Of the many joys in my life, getting to know the families at The Ivey is way up there at the top. And I know my entire staff feels the same way. Recently our Marketing Director, Vikki Hunley, was enjoying a funny moment in the front lobby with a family caregiver, Chrisanne, and Vikki felt compelled to tell Chrisanne how much she enjoyed her humor. Chrisanne replied that besides The Ivey, humor was the only way she gets through it all. This struck us as a pretty enlightened perspective on life, and so we asked her to write down some of her thoughts about living with someone with Alzheimer’s. Here’s how she responded (I think you’ll appreciate the humor in it as much as I do):
“What do you do when your strong, independent mother has been diagnosed with Alzheimer’s disease and has to move in with you? Do you fall apart? Panic? Curse the God that let this happen? The answer: all of the above. But what I didn’t expect was the humor that comes with it all. Yes, I said humor. I know it sounds awful that I should find anything funny about the situation, but I do. My whole family does. Let me explain.
“After years of trying to find out what was going on with our mother’s mind, she was finally diagnosed with Alzheimer’s disease. She was living alone and still driving, but we were concerned about her safety. We checked on her regularly and helped her with tasks around the house. During this time, my husband and I were in our 6th week of celebrating our youngest leaving the nest, and we finally had the house to ourselves. Then mom was hospitalized for pneumonia and COPD and was no longer able to live alone. After looking at all of our options, we decided that she would have to move in with us. (“Only 6 weeks of freedom? Are you kidding me? Is this some kind of cosmic joke? We raised our kids…prepared them to move upward and onward…how could this now be happening?) Every emotion ran through us, but we knew what had to be done. Mom moved in. And that’s when the fun began.

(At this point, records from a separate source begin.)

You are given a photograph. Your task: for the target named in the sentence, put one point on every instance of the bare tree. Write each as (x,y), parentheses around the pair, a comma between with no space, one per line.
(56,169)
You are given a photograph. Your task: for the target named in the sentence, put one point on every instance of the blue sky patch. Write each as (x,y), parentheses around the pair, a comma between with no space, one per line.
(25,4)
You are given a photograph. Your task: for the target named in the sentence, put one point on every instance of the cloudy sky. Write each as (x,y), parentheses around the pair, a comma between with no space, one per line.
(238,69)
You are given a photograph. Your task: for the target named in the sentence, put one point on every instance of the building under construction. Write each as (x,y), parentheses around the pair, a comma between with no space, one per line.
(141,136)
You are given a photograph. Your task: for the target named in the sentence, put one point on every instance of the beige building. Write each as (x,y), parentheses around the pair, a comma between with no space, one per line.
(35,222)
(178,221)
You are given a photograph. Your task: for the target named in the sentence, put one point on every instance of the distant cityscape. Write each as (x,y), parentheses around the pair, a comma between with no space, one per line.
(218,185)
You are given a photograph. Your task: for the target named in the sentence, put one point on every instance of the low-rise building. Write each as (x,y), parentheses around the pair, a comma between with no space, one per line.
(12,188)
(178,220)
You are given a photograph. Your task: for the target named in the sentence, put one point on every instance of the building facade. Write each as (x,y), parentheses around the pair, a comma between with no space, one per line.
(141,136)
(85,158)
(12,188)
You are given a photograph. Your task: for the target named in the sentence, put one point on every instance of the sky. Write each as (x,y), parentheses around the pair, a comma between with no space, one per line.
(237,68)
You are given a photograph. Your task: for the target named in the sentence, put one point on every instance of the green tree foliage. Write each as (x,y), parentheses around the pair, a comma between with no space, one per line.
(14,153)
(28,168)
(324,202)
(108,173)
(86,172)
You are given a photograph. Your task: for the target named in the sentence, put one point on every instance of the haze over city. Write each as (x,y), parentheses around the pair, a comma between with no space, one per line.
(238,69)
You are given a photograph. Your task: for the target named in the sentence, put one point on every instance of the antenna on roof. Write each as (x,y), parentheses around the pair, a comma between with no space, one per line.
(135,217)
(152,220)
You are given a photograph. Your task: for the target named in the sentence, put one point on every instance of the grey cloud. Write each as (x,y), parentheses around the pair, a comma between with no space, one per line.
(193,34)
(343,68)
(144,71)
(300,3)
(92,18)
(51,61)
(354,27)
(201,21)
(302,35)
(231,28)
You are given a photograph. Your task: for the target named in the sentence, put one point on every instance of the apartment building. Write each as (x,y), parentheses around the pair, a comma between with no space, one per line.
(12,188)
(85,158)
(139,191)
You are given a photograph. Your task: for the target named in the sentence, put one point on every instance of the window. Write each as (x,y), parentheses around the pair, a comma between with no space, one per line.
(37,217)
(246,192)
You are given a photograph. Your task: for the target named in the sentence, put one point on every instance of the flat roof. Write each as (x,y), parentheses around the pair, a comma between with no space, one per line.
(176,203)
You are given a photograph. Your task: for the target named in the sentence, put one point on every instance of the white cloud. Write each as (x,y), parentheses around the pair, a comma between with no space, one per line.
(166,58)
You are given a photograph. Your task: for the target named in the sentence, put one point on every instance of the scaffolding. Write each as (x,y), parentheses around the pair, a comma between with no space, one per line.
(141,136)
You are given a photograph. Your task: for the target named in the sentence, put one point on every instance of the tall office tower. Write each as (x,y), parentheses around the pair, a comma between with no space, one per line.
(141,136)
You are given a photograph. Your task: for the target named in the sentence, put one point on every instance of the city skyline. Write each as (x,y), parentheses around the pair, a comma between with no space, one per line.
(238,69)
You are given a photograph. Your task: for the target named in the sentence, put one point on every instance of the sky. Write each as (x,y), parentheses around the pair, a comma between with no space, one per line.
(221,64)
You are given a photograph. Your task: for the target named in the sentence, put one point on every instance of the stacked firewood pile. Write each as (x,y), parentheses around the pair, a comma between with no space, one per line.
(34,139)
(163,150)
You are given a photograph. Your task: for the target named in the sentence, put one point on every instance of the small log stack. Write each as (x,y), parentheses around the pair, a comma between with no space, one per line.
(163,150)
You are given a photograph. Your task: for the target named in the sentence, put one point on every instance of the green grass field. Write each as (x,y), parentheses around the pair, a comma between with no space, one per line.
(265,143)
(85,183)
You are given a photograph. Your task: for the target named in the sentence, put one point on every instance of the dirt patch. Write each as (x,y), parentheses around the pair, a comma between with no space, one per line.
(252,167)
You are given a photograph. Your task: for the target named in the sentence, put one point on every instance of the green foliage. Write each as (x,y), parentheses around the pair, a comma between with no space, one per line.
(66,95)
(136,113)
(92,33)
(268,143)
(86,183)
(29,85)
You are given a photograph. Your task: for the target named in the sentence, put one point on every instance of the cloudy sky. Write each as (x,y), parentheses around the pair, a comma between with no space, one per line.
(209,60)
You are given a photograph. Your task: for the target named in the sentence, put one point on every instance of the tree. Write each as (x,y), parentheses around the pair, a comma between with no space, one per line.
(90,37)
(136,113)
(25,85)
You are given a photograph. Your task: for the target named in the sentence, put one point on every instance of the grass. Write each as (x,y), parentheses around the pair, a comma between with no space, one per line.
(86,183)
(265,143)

“For starters, Mom was a smoker for over 60 years when she came to live in our non-smoking home. We decided to give her four cigarettes a day, plus an e-cig. Well let me tell you, give a person with memory problems an e-cig and be prepared to spend five hours of your day looking for it. It got so bad that I had to tie a string to it and clip it to her clothes. (Imagine a pacifier holder for a smoker.) I sent a picture of it to all the grandchildren; they got a real kick out of it. It helped for them to laugh and enjoy the silliness of it all when they were so worried about the grandmother they were slowly losing every day. Even Mom thought it was funny, which really made us feel better. What she didn’t find funny was the fact that we gave her only four real cigarettes a day. So she started trying to smuggle in cigarettes from her friends. Once, when my son and his friend were home for a visit, she tried to bum smokes from them, too. Not to be outdone, my husband took to using a pink highlighter to color Mom’s four cigarettes bright pink every day. That way we knew if she was smoking contraband or not. She wasn’t happy, but we all got a laugh about her and her “pink ladies” going out for a smoke. This power struggle went on until she was hospitalized again for pneumonia and forced to give up all smoking products.
“Luckily, my brother and his kids live nearby – so after a month at my house, we decided it was best for my sanity (and my husband’s) to share custody of Mom. Now, she switches homes every Sunday. We knew it was going to be confusing for her, but we also knew we didn’t want to place her in an assisted living facility yet. What we didn’t count on was the ten times a day that she asks when she is going to the next house. The other day, she asked my brother so many times that he wrote it on her arm so she wouldn’t forget. Mom thought it was funny to get her own “homemade tattoo.”
“The stories are endless. Every once in a while, Mom adds to the fun with a witty comeback that cracks us all up and reminds us of the Mom we use to know.
“Every day brings new adventures, good and bad, some funny, and others not so funny. As a family, we love and support each other on this journey. We know that each day brings us closer to the day when Mom won’t remember us and disappears into herself. Until then, we choose to find the love and laughter in the simplest things.”
How perfectly lovely. Chrisanne, her brother Byron and their entire family have such a great sense of humor with their Mom – and Mom plays right along. If you can practice staying open to the funny things that naturally accompany life with Alzheimer’s or other types of memory loss, then you will find yourself expanding your bandwidth, growing your tolerance, and stretching your endurance. It’s amazing what you can handle when you tune in to the comedy of life and openly celebrate the absurdity of it all.